Il prossimo 25 maggio si concluderà la consultazione elettorale, che per alcuni Paesi si aprirà già tre giorni prima, e che inaugurerà la nuova legislatura europea 2014-2019. Il voto europeo inaugurerà anche il nuovo semestre europeo a presidenza italiana e peserà sulla ricomposizione del quadro istituzionale europeo, chiamato a rinnovare la Presidenza del Consiglio europeo – oggi rappresentata dal mite Herman Van Rompuy – e la Commissione europea, in particolare il suo Presidente, dopo i due opachi mandati di José Maria Barroso.

Si tratta di una matassa non facile da sbrogliare, soprattutto se fossero confermati i sondaggi che danno i partiti anti – europei attorno ad un terzo dei 751 seggi del Parlamento di Strasburgo, dove siederanno i 71 parlamentari eletti in Italia.

Ma procediamo un passo alla volta, nell’attesa che si chiariscano i programmi, ricordando compiti istituzionali e novità politiche del nuovo Parlamento che voteremo a maggio.

Il Parlamento europeo ha fatto molta strada nei suoi sessant’anni di vita, acquisendo progressivamente importanti poteri che lo hanno portato ad essere oggi “colegislatore” insieme con il Consiglio dei ministri, una specie di “Camera dei popoli” a fronte di una “Camera degli Stati”. Non che sia stata raggiunta ancora una parità sostanziale tra i due poteri, in un sistema di spinte e controspinte alla ricerca di un equilibrio tra un’Unione sovranazionale e quella intergovernativa, oggi dominante sulla scena europea.

E qui si colloca una novità di rilievo, ma sconosciuta ai più, delle prossime elezioni. Forti dei nuovi poteri affidati al Parlamento europeo dal Trattato di Lisbona – in vigore solo dopo le scorse elezioni del 2009 – i principali partiti politici europei hanno interpretato le loro ancora limitate conquiste come una possibilità di determinare le scelte degli Stati nella designazione dei vertici istituzionali UE, in particolare il presidente della Commissione europea, l’esecutivo comunitario. Di qui la decisione di individuare da parte di questi partiti un candidato alla presidenza della Commissione da proporre/imporre al Consiglio europeo, al quale i Trattati confermano il potere finale di nomina.

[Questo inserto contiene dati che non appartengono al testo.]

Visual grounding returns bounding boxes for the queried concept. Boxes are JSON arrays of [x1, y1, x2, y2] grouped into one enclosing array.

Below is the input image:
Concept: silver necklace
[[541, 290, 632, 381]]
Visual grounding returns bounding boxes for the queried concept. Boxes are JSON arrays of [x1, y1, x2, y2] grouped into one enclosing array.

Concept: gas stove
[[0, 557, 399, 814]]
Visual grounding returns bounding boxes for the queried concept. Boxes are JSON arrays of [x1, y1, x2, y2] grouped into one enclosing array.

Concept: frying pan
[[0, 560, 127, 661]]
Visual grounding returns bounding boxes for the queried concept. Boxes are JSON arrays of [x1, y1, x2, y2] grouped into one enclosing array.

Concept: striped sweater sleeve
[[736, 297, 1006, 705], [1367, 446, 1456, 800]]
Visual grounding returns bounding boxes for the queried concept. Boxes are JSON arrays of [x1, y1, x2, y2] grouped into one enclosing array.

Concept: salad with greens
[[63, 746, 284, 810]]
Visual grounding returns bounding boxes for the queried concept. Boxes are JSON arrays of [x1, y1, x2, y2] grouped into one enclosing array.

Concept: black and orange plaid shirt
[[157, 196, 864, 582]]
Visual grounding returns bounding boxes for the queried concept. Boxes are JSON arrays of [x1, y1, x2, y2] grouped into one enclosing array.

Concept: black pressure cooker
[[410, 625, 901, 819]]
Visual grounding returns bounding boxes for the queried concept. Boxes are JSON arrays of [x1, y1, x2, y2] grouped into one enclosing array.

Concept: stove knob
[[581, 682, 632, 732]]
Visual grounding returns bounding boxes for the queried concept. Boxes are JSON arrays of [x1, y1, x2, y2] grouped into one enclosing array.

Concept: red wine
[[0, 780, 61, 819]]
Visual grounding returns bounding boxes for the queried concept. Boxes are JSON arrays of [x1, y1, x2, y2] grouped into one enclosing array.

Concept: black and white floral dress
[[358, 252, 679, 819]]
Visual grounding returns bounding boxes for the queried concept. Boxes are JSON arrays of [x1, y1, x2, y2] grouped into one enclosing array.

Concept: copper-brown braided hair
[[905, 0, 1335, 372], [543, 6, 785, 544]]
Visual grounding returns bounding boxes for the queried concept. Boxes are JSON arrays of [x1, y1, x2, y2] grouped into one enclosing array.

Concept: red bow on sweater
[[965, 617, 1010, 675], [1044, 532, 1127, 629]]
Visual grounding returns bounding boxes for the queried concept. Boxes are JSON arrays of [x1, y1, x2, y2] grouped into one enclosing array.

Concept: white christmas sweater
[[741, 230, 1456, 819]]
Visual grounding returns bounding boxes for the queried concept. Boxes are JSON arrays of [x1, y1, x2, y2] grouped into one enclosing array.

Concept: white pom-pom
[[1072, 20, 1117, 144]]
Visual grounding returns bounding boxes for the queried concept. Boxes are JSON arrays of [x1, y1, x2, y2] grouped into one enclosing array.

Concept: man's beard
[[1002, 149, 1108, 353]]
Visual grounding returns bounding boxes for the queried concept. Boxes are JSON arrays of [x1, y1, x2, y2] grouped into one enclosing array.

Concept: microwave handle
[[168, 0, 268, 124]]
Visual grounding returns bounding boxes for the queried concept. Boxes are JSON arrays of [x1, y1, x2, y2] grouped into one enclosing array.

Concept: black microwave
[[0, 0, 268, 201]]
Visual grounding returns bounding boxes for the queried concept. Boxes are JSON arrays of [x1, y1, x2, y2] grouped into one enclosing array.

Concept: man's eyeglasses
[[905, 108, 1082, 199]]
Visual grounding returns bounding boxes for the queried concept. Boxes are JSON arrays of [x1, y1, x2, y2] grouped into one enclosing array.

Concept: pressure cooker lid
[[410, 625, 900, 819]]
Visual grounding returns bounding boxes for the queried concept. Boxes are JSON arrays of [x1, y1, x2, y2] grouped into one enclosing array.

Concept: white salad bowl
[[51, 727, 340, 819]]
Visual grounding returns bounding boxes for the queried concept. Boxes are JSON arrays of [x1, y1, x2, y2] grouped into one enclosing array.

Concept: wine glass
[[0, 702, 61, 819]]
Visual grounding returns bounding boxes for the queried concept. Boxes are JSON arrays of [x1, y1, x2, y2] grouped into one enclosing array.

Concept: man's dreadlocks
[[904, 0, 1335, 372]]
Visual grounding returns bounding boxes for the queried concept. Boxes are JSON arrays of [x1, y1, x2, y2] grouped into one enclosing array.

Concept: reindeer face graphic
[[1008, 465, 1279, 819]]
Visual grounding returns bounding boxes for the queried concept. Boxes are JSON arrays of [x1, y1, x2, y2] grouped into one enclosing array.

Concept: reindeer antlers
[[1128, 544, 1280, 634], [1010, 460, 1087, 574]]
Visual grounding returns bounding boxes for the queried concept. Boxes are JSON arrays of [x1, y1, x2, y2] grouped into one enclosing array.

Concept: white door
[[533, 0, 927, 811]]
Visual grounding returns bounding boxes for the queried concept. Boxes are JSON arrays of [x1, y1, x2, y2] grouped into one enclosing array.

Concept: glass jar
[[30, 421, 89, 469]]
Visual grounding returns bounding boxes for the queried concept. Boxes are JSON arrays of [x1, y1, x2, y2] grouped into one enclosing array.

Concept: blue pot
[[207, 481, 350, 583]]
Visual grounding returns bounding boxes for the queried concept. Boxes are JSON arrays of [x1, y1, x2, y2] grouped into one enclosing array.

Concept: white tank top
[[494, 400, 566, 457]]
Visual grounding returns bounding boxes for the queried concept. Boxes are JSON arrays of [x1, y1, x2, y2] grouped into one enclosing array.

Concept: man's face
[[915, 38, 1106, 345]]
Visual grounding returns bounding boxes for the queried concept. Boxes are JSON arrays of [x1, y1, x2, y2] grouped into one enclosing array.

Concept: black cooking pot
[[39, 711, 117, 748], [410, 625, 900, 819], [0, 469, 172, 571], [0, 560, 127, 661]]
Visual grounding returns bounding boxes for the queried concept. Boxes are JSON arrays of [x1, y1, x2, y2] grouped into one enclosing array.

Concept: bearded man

Non c’è nulla di semplice nella complessa – anche troppo – macchina comunitaria: la storia dell’integrazione europea procede anche così, creando situazioni di fatto destinate poi a essere recepite dai Trattati. È quanto potrebbe avvenire con la prima indicazione popolare, attraverso il voto di maggio, del candidato a presiedere la Commissione europea, scelto nella lista ormai nota dei leader designati dai rispettivi partiti.

Per il Partito popolare europeo (PPE), di cui fanno parte Forza Italia e il Nuovo Centro Destra, il candidato sarà il lussemburghese Jean – Claude Juncker, sostenuto dalla Merkel, politico di grande esperienza europea, democristiano con sensibilità sociale e conoscitore dei complicati meccanismi economici e finanziari dell’UE. Per il Partito dei socialisti e democratici europei (PSE), dove è appena approdato, dopo anni di incertezze, il Partito Democratico italiano, sarà capolista l’attuale Presidente del Parlamento europeo Martin Schulz, proprio quello che con infelice intuito Berlusconi apostrofò come “Kapò”: un profilo grintoso e istituzionalmente forte, aperto verso sinistra senza dimenticare di essere un socialdemocratico tedesco. Autorevole ed europeista convinto il candidato dei liberali, Guy Verofstadt, ex primo ministro belga; noto attivista no global il francese José Bové, in corsa per i Verdi. E infine una new entry, il greco Tsipras, alla testa della lista “L’altra Europa”, posizionata a sinistra con analisi e proposte innovative per l’Europa di domani.

Questi gli uomini schierati ai blocchi di partenza: personalità di rilievo, chiamate prima di tutto a battere le falangi anti – europee, da quelle che scalpitano in Italia – dalla Lega a Grillo fino agli ondivaghi Fratelli d’Italia – a quelle provenienti dalla Scandinavia, Gran Bretagna, Olanda e Francia.

Nessun timore: non può che fare bene all’Europa un confronto duro sul futuro dell’integrazione continentale. Con la speranza che il futuro abbia il sopravvento sul passato.